- Born: February 13, 1915 Cambridge, Massachusetts, U.S.
- Died: October 4, 1991 (aged 76) Hancock, Maine, U.S.
- Occupation: Law professor
- Title: Algernon Sydney Biddle Professor of Law
- Board member of: Fellow of the Royal Historical Society; President of the American Society for Legal History;
- Parent(s): Charles Homer Haskins and Clare (Allen) Haskins
- Awards: Guggenheim Fellow; Army Commendation Medal with oak leaf clusters; George Medal;

Academic background
- Alma mater: Harvard University (AB, JD); Merton College, Oxford;

Academic work
- Institutions: University of Pennsylvania Law School

= George Haskins =

American legal academic

George Lee Haskins RHS (February 13, 1915 – October 4, 1991) was an American legal scholar and the Algernon Sydney Biddle Professor of Law at the University of Pennsylvania Law School.

==Biography==

Haskins was the son of medievalist Charles Homer Haskins, Dean of the College of Arts and Sciences at Harvard University. He was born and grew up in Cambridge, Massachusetts.

He was a graduate of Phillips Exeter Academy (1931), Harvard University (AB, summa cum laude, 1935), and Harvard Law School (Juris Doctor, 1942). Haskins was a Guggenheim Fellow, and was a Henry Fellow at Merton College of Oxford University.
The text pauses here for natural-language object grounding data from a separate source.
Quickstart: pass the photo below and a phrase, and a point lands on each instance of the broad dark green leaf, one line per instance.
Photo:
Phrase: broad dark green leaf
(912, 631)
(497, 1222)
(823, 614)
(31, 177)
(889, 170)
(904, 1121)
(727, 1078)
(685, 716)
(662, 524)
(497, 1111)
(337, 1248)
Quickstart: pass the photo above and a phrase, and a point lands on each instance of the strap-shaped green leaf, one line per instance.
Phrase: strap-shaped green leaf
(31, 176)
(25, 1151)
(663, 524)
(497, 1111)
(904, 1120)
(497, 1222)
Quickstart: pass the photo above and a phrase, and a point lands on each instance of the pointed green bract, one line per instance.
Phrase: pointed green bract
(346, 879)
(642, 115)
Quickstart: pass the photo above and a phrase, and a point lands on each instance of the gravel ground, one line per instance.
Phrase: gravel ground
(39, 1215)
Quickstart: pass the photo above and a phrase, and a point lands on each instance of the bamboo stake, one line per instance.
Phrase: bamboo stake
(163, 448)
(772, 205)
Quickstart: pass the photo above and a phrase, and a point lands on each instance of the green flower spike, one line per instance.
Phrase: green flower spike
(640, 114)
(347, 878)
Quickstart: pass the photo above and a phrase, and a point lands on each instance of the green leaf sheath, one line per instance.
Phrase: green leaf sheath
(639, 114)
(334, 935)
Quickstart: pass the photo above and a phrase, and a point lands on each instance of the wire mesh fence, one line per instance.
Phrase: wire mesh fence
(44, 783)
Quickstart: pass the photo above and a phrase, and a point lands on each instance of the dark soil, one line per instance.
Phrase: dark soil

He enlisted during World War 2, and rose to become a major in military intelligence in the War Department General Staff, receiving the Army Commendation Medal with oak leaf clusters and—from the British government—the George Medal.

Haskins was the Algernon Sydney Biddle Professor of Law at the University of Pennsylvania Law School, the oldest of the endowed chairs at the law school. He taught at the law school for 39 years.

He wrote at least ten books and 82 articles. Haskins was a Fellow of the Royal Historical Society, and President of the American Society for Legal History. He died on October 4, 1991, at his home in Hancock, Maine.